Sterlite Technologies (SOTL) reported mixed operating performance for the quarter. The sequential revenue growth was below expectation; while EBITDA margin was as per estimates. Revenue declined by 18.7% QoQ, led by 26.7% QoQ decrease in Global networking segment; the Global Services segment grew by 0.3% QoQ as it continues to realign its Services segment with higher focus on profitability. There was sequential improvement in EBITDA margin(up 39 bps QoQ) led by focus on cost optimization. Order book was up 4.1% YoY to Rs 109bn. SOTL is expected to benefit from multi?year digital creation cycle led by 5G, FTTx and fibre demand from hyperscalars. Also, optical cable prices are broadly steady globally and provides revenue visibility. It has been gaining market share in global OFC market. However, we expect that revenue from the US market would continue to be muted over next 2-3 quarter and that would have an impact on overall revenue for FY24. It plans to increase Interconnect attach rate to 40% by Q4FY25. We expect EBITDA margin to improve going ahead led by continued focus on cost optimization and easing off certain cost pressure related to raw material. It has been able to pass some increase in cost to customers. The moderation in capex intensity will help to keep debt under control. We estimate revenue CAGR of 13.5% over FY23?25E with average EBITDA margin of 15.7%. We change our Rating on the stock from BUY to ADD with revised target price of Rs 177/share based on EV/EBITDA of 6.5x on FY25E. The stock trades at EV/EBITDA of 7.9x/5.8x on FY24E/FY25E.

Result Highlights

* Reported revenue of Rs 15.2bn (down 18.7% QoQ, up 2.5% YoY). The Global networking segment decreased by 26.1% QoQ, however Global Services segment increased by 0.3% QoQ. While Digital and Technology segment grew by 77% QoQ on account of low base.

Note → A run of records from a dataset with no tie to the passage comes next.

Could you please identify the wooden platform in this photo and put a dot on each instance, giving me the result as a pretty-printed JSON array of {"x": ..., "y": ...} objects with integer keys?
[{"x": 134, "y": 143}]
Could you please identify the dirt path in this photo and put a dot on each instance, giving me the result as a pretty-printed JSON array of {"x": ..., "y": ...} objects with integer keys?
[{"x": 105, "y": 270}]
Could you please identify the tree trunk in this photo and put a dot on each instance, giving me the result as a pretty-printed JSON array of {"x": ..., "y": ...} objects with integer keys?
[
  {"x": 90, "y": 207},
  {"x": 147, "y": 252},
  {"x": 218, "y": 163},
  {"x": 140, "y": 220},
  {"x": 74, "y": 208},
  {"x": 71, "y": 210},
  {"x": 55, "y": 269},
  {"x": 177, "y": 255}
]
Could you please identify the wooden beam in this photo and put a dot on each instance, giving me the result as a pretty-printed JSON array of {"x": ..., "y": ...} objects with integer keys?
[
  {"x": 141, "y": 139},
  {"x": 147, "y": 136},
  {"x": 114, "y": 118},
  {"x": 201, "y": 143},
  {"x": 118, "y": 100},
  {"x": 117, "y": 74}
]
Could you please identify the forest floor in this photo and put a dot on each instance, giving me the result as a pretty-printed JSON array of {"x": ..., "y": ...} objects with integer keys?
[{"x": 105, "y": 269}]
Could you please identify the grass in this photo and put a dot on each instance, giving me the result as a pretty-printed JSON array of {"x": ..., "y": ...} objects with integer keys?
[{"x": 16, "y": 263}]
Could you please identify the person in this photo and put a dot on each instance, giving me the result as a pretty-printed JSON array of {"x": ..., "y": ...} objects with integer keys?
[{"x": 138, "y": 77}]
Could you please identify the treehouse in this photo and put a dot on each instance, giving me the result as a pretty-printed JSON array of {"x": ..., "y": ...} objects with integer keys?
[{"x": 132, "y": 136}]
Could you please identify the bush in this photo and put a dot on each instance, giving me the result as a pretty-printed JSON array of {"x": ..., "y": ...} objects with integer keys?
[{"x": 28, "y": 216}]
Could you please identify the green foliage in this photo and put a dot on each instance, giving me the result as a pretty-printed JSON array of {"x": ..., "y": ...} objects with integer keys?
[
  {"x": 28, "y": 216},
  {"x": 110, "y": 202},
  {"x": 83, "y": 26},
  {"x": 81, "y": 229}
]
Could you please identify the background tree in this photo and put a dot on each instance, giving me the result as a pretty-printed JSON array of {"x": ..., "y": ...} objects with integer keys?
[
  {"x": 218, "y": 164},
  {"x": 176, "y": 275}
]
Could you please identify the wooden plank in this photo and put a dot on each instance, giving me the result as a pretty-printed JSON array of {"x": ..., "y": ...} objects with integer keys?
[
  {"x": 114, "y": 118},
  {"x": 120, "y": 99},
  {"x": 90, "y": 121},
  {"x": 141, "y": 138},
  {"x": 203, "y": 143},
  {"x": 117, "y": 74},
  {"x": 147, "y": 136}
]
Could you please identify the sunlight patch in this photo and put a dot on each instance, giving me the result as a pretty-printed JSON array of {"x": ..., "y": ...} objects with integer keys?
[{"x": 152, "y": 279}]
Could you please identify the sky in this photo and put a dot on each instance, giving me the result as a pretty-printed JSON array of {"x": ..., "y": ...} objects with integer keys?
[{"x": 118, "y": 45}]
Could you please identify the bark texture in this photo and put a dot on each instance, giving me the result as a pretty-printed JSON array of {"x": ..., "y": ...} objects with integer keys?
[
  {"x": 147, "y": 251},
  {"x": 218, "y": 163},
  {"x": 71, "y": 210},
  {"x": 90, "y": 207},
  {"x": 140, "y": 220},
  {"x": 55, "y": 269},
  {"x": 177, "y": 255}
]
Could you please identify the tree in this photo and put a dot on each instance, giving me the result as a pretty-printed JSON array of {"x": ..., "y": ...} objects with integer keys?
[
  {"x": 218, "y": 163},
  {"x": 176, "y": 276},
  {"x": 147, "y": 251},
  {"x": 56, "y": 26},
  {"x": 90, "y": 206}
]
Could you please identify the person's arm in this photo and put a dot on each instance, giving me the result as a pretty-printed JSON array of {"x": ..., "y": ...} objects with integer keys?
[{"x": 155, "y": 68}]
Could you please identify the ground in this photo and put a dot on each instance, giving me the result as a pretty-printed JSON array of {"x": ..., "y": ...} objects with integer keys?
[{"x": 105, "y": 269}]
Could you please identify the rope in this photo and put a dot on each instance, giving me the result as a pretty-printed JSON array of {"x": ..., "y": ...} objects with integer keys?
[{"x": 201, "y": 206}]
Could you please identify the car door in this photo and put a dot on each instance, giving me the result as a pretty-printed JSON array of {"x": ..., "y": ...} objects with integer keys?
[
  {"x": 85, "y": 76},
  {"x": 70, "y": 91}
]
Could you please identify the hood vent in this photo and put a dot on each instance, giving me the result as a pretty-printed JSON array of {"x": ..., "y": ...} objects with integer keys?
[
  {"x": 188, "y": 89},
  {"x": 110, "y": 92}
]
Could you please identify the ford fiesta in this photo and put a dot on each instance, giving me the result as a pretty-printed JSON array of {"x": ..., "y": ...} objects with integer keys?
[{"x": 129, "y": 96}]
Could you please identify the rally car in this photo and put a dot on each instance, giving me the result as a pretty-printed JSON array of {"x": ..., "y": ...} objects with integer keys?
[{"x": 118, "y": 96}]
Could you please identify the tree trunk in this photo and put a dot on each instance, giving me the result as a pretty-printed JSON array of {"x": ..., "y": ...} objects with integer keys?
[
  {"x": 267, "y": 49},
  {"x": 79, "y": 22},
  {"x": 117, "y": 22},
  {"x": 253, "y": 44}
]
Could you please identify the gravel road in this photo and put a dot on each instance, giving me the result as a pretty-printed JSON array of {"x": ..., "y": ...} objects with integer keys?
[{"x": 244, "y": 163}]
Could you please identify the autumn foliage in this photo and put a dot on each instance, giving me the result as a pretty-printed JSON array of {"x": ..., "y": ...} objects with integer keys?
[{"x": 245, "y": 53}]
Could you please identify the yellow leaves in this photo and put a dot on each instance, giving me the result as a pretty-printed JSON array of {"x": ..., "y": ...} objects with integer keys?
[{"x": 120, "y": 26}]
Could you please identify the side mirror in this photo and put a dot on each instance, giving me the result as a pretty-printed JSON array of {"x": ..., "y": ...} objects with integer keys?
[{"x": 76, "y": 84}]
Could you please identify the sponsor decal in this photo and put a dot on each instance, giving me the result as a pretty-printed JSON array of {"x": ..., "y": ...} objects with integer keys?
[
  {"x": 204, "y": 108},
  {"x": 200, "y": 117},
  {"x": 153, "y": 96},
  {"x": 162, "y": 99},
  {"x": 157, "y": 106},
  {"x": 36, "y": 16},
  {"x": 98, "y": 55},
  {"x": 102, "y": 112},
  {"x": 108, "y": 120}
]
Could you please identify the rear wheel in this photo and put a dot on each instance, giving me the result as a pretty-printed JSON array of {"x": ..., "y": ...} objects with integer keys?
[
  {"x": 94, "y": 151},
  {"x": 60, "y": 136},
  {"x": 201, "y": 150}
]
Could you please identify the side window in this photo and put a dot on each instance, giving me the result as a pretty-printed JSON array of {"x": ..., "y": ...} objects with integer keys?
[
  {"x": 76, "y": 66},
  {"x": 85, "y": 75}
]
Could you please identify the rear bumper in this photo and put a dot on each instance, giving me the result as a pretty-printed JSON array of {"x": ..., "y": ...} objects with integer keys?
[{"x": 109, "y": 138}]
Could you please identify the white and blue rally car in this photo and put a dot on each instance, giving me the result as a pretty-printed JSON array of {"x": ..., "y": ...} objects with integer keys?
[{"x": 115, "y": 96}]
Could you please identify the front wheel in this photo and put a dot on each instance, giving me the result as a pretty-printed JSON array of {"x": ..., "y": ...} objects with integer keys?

* EBITDA margin increased by 39 bps QoQ to 14.1% due to decrease in overall direct cost by 19.1% QoQ.

* Order book was up 4.1% YoY to Rs 109bn.

* Its market share in Global ex- China OFC market YoY remained flat at 11% in H1CY23.

* Reported PAT (after MI) of Rs 540mn (down 16.9% QoQ) vs Rs 650mn in Q4FY23. ? Revised FY24 guidance: Revenue growth at 7 to 9% & Net debt to EBITDA at 2.5x.